So far, none of the sample programs has touched on the concept of transparency when rendering models and textures. But in real game programs, textures are often pasted onto polygons with parts that are transparent.

The so-called alpha value plays a large role in such scenes, with the transparency of those pixels controlled according to the alpha value. Strictly speaking, the alpha value does not define the transparency but rather the opacity of the pixels, so the higher the alpha value the greater the opaqueness.

In this chapter, we explain texture mapping with regards to the alpha value so you know how to express transparent models and textures. Then we will touch on the Blender, which is positioned after the Combiner in the RDP pipeline (see Figure 5-1), so you have a firm foundation for the explanations in and after Chapter 6.

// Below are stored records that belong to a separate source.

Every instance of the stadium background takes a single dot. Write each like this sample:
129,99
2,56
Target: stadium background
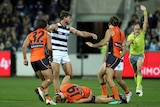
18,18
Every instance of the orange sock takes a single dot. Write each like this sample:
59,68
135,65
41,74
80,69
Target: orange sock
115,92
104,88
41,88
127,91
57,91
48,97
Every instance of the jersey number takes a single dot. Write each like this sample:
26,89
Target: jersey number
37,36
74,90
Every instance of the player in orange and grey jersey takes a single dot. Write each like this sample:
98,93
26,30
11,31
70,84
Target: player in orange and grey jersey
38,40
115,38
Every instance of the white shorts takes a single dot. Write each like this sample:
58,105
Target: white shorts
119,67
60,57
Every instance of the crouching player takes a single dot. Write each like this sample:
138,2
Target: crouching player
73,93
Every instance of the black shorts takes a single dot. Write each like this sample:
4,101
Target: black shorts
112,61
40,64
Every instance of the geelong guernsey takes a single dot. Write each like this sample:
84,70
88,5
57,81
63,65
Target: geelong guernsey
60,38
138,45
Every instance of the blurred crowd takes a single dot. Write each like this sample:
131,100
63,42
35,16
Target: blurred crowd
152,37
18,17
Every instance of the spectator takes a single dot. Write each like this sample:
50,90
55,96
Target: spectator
6,7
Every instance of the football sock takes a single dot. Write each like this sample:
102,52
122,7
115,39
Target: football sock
135,78
57,91
104,88
48,97
127,91
41,88
115,92
139,81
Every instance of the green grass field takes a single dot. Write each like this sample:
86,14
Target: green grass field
19,92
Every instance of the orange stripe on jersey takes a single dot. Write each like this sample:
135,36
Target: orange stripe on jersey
38,40
72,92
116,42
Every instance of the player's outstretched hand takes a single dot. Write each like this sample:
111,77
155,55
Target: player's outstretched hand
142,7
89,44
94,36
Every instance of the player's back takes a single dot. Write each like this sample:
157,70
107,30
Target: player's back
72,92
38,40
116,42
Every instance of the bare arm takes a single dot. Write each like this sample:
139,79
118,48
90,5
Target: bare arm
145,24
49,46
52,27
84,100
106,39
123,49
24,50
82,33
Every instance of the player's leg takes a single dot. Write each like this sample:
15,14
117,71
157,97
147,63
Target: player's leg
122,83
66,80
67,68
139,78
40,90
56,81
109,76
49,78
103,99
101,77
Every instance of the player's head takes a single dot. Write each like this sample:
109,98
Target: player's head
114,21
66,16
41,23
86,91
59,99
137,27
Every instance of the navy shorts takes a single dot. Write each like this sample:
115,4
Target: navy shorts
40,64
112,61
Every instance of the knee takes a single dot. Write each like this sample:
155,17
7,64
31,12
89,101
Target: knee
50,81
69,75
118,80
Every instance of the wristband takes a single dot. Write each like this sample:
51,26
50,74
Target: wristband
145,13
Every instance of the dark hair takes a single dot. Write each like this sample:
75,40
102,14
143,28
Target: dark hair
41,23
114,21
64,14
138,23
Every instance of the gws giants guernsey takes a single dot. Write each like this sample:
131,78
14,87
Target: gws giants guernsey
60,38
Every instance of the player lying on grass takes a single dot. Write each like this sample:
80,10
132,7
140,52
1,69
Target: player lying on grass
73,93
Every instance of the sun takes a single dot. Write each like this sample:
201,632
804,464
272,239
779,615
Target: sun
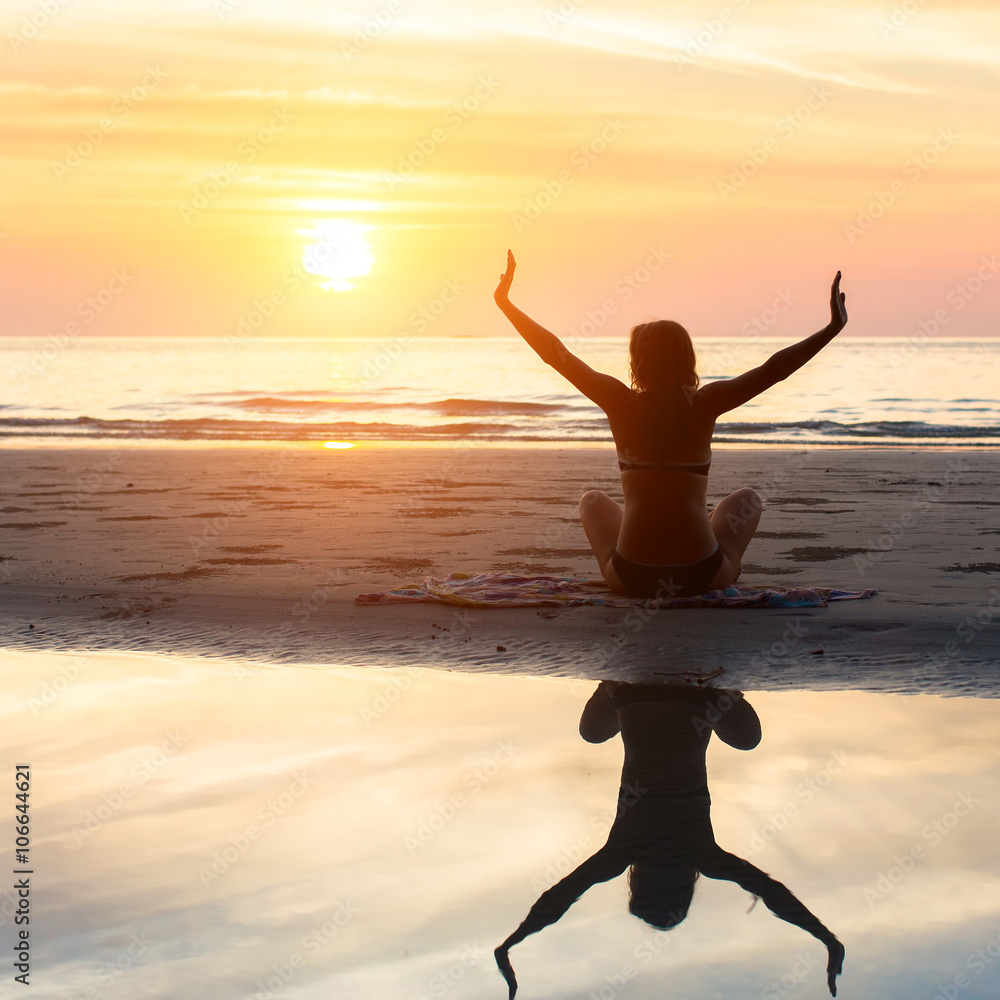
340,251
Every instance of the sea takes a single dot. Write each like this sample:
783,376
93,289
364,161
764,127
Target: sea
890,392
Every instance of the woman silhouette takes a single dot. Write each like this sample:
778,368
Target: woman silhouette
662,831
663,543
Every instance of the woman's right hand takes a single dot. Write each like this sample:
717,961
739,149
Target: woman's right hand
838,308
502,295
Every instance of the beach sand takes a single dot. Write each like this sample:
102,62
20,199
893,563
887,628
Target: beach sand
258,554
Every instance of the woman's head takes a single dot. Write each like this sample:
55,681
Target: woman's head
660,894
661,357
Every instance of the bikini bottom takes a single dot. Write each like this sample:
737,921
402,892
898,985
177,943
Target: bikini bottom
670,580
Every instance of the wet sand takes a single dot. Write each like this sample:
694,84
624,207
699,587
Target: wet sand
259,554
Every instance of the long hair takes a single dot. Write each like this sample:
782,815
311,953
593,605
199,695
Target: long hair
661,894
661,359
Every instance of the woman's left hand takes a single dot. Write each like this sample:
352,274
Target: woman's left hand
838,306
502,295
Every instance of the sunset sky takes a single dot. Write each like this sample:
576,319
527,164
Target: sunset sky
174,163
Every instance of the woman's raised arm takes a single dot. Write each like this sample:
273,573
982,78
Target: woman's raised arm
553,903
733,392
603,389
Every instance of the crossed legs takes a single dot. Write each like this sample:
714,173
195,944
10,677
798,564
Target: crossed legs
733,521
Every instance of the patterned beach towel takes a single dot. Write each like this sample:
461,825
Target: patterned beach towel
508,590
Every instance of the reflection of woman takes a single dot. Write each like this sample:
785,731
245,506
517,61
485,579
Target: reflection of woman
662,832
663,543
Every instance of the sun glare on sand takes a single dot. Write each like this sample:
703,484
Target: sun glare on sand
340,251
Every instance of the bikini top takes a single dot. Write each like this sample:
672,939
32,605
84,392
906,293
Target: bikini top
699,468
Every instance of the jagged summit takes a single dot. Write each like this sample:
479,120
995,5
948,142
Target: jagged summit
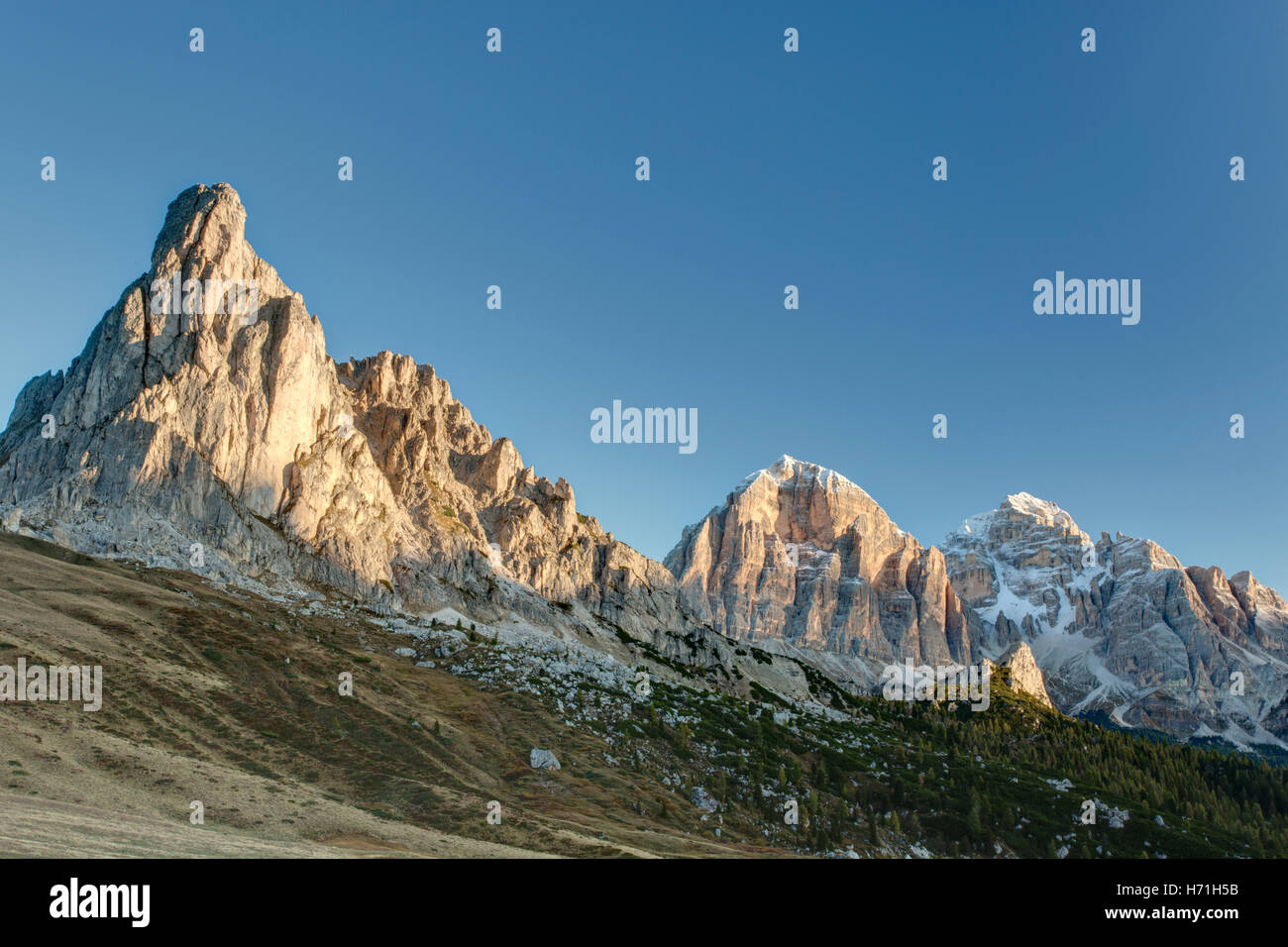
1017,508
189,424
800,554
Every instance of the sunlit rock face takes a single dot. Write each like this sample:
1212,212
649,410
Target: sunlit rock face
194,420
800,554
1121,628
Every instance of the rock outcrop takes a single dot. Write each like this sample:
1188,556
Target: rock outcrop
1022,672
194,433
1121,628
800,554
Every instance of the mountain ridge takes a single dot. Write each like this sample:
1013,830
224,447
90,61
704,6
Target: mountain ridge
233,445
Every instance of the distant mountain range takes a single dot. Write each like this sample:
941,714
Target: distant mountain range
230,444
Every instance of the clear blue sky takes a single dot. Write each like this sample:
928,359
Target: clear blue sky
767,169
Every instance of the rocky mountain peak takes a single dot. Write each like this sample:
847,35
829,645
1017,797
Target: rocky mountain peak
800,554
205,414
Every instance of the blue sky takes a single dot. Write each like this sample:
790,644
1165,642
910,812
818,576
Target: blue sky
768,169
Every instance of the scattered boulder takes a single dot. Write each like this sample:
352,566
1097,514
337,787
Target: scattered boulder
703,800
542,759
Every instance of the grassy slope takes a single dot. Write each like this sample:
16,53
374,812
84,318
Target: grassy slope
223,697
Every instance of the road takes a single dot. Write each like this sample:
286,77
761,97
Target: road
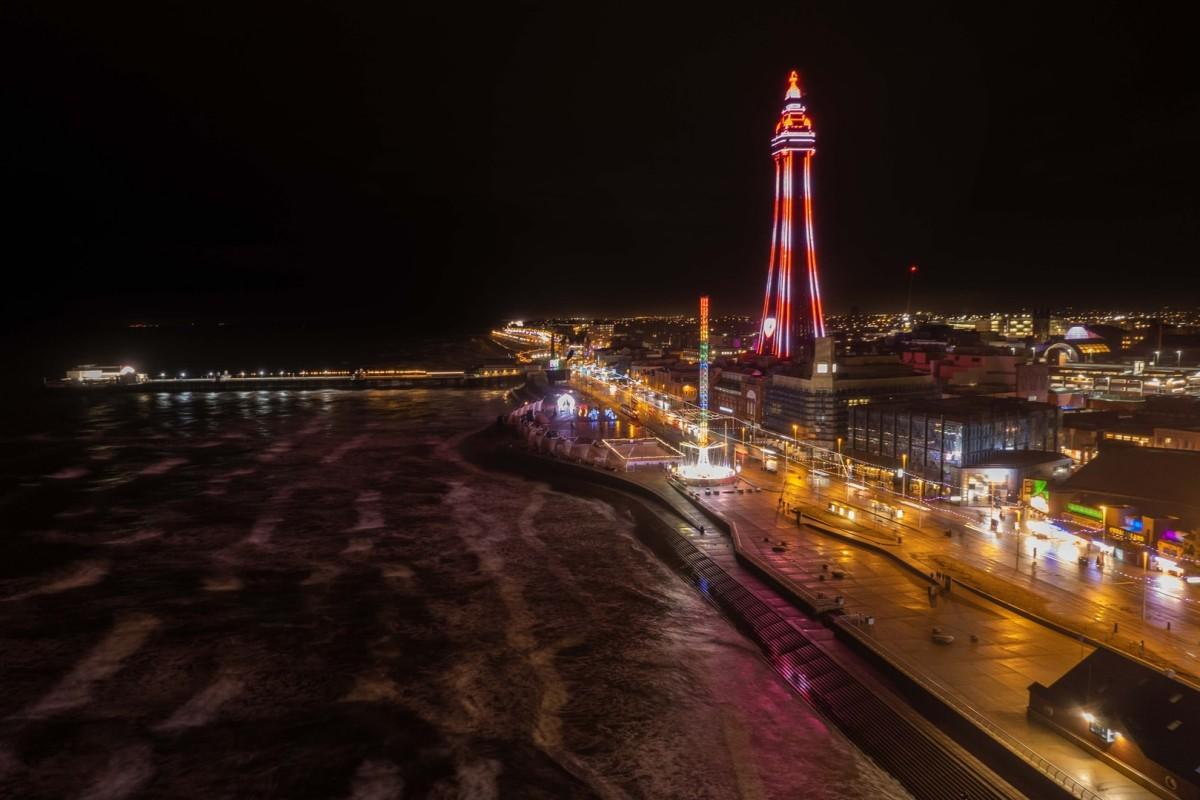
1104,603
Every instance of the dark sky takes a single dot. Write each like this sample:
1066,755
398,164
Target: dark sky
214,161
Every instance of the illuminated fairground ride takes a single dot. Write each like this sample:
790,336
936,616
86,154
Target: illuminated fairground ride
705,461
792,150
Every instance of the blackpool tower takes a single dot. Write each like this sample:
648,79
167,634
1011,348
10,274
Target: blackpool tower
791,233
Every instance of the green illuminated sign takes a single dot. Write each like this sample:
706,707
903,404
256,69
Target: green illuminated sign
1085,511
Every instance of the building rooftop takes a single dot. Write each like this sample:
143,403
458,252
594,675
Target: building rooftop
1141,473
1159,714
1019,458
966,405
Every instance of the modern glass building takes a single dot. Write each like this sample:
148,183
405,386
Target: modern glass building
934,439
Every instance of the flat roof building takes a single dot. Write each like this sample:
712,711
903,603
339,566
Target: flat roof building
1135,717
937,440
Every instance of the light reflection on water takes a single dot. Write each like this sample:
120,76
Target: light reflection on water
316,584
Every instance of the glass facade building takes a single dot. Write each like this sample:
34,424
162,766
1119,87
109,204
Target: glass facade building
939,438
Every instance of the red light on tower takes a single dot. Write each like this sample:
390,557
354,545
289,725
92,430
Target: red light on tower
793,175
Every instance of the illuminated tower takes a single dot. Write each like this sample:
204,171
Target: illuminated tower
792,150
702,438
700,467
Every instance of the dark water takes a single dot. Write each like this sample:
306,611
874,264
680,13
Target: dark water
313,594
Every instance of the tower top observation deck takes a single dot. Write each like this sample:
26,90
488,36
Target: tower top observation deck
795,127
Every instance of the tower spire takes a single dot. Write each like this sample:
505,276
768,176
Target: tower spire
792,148
793,86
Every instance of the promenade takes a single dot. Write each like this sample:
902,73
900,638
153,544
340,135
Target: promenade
1143,613
995,655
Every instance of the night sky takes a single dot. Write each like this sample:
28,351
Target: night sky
195,161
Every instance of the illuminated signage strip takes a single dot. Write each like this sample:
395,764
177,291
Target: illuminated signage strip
1085,511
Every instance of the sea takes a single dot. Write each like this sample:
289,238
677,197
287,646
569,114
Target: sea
317,594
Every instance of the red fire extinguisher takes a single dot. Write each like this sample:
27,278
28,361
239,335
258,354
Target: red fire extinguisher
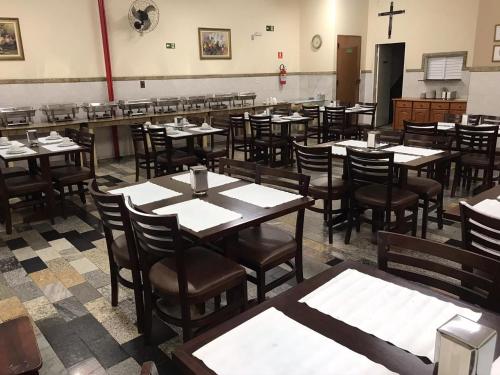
282,75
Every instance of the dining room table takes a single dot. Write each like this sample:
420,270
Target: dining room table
297,329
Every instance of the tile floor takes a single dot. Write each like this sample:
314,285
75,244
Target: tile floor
59,276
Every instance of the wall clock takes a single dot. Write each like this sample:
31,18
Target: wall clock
316,42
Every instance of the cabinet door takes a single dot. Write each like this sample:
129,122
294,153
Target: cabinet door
437,115
401,115
420,115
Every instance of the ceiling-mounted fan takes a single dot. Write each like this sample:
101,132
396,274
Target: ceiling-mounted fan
143,15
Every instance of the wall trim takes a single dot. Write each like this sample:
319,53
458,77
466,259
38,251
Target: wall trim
170,77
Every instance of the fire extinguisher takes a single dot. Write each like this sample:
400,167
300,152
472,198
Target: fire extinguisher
282,75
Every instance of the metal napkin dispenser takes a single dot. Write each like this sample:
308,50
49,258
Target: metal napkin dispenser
199,180
60,112
464,347
373,139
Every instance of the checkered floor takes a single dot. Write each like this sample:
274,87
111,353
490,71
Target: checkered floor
59,276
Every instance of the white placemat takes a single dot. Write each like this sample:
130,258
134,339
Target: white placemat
414,150
261,196
403,158
214,179
27,151
490,207
401,316
58,147
278,345
199,215
48,141
146,193
11,143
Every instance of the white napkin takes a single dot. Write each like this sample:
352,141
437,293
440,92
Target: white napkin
272,343
401,316
214,179
261,196
146,193
414,150
199,215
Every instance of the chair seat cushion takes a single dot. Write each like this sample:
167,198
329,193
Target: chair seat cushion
120,252
264,245
20,185
318,187
13,171
71,174
478,160
207,272
375,196
423,186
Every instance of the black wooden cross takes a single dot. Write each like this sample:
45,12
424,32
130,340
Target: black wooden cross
391,13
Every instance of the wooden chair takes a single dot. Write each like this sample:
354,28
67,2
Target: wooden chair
167,159
442,267
243,170
371,186
122,253
265,247
219,144
480,233
477,146
32,186
176,274
325,187
142,155
265,144
425,128
79,173
315,129
239,139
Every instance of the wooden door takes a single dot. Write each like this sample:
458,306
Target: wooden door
348,68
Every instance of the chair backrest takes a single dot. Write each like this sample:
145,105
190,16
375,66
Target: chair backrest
480,233
429,128
114,217
260,126
239,169
490,120
441,266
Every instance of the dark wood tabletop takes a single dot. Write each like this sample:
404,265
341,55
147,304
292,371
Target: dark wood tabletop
375,349
251,215
452,212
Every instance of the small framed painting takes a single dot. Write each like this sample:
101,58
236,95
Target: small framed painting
214,43
11,45
496,54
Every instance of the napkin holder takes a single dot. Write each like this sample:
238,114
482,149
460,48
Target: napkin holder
373,139
199,180
464,347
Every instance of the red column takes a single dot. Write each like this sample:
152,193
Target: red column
109,75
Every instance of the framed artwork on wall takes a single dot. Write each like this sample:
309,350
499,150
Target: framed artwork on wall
11,45
214,43
496,54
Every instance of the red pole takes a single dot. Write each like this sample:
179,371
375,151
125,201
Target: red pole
109,74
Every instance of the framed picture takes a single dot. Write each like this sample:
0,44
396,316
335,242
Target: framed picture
11,45
214,43
496,54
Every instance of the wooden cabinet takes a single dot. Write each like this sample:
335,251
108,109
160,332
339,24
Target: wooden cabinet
425,110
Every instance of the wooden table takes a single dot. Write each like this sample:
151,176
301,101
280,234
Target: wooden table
251,215
452,212
19,353
377,350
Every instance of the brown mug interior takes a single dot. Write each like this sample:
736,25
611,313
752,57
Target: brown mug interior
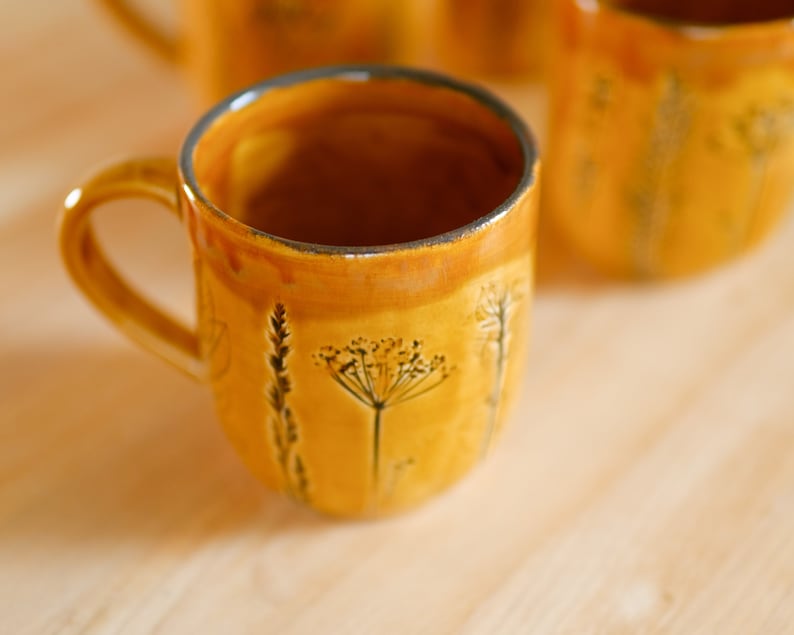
710,12
351,162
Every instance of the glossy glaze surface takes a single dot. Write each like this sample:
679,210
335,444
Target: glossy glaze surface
363,379
671,146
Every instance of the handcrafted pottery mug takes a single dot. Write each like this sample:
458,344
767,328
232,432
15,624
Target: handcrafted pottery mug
499,39
225,46
363,243
671,142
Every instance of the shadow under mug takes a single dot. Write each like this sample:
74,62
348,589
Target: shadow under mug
225,46
363,243
671,140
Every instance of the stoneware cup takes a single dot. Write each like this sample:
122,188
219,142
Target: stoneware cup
491,39
671,143
225,46
363,243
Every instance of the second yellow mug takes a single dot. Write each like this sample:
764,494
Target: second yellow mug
671,146
224,46
363,242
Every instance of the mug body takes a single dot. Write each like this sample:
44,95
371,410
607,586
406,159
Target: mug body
497,39
671,139
362,360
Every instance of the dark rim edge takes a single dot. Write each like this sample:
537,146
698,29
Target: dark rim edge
522,133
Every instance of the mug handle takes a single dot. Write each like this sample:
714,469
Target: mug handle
165,45
86,263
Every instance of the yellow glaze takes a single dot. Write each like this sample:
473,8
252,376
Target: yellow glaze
227,45
358,380
671,144
505,39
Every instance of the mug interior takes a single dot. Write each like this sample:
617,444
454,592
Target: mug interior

Figure 5-1 The RDP pipeline structure (1-Cycle mode)

The Combiner can perform linear arithmetic on the alpha value to determine the output alpha in the same way that it performs calculations on RGB color. Think of this process as being performed inside the Combiner by the Alpha Combiner. The Alpha Combiner, like the Color Combiner, performs linear arithmetic to calculate the output alpha from the various source alphas.

Output alpha = (a - b) * c + d

The source alphas that can be selected for each of these coefficients are shown in Figure 5-2.

Figure 5-2 Alpha Combiner input source

The Alpha Combiner is remarkably similar to the Color Combiner in terms of operation and input source, so it should not be difficult to understand. However, as touched on in the previous chapter, you need to remember that with intensity textures, the intensity is automatically used for the texel alpha.